Wednesday, June 19, 2013

What is a quote in the book Of Mice and Men describing Curley's wife?

Curley's wife first appears in the bunkhouse in Chapter Two.


Both men glanced up, for the rectangle of sunshine in the doorway was cut off. A girl was standing there looking in. She had full, rouged lips and wide-spaced eyes, heavily made up. Her fingernails were red. Her hair hung in little rolled clusters, like sausages. She wore a cotton house dress and red mules, on the insteps of which were little bouquets of red ostrich feathers. "I'm lookin' for Curley," she said. Her voice had a nasal, brittle quality.


George looked away from her and then back. "He was in here a minute ago, but he went."

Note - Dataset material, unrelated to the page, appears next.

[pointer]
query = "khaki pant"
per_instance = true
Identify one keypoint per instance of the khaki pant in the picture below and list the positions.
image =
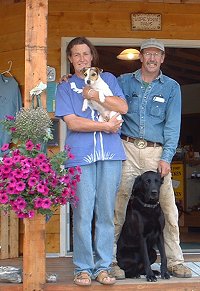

"Oh!" She put her hands behind her back and leaned against the door frame so that her body was thrown forward. "You're the new fellas that just come, ain't ya?"



Curley's wife is very young. She gives the false impression that she is flirtatious and probably promiscuous. The fact is that she has fantasies about becoming a movie star, as she reveals to Lennie in the barn shortly before he kills her. She is trying out her sex appeal on the only audience available to her--the men who work on the ranch. She has nothing to do with her time except to read movie magazines and experiment with her appearance and mannerisms. When she puts her hands behind her back and leans against the door frame so that her body is thrown forward, this is a pose she is evidently copying from a picture she saw in some fan magazine. She does this in order to make her breasts seem larger than they actually are. Her makeup and her shoes with ostrich feathers are out of place in this environment and betray the fact that she is very young and very ignorant. She started hanging around a dance hall in Salinas when she was only fifteen and has probably never been to high school. Curley has a big inferiority complex because of his small size. He probably married this young girl because he does not know whether he could relate to an older woman. Most of the men consider her a potential troublemaker. Lennie, however, is enchanted.



Lennie's eyes moved down over her body, and though she did not seem to be looking at Lennie she bridled a little.



The fact that she "bridled a little" seems to suggest that she is only a little girl playing at being a sexy movie star like Jean Harlow. She wants to be admired, but she doesn't really want anything more than that from any of these men. Her behavior causes her husband Curley to be jealous and suspicious of every man on the ranch. This foreshadows future trouble.



George looked around at Lennie. "Jesus, what a tramp," he said. "So that's what Curley picks for a wife."


"She purty," said Lennie defensively.



George is immediately apprehensive. Lennie is showing an interest in something besides mice and rabbits. 



"Listen to me, you crazy bastard," he said fiercely. "Don't you even take a look at that bitch. I don't care what she says and what she does. I seen 'em poison before, but I never seen no piece of jail bait worse than her. You leave her be."



Lennie will remember George's anger and George's orders when he is alone with Curley's wife in the barn. Lennie won't let go of the girl's soft hair and she won't stop struggling and screaming. Lennie realizes he is getting into just the sort of trouble that George warned him against, and he accidentally kills the frail girl in a desperate attempt to stop her from screaming. This tragic event is foreshadowed by the girl's first appearance in the doorway of the bunkhouse.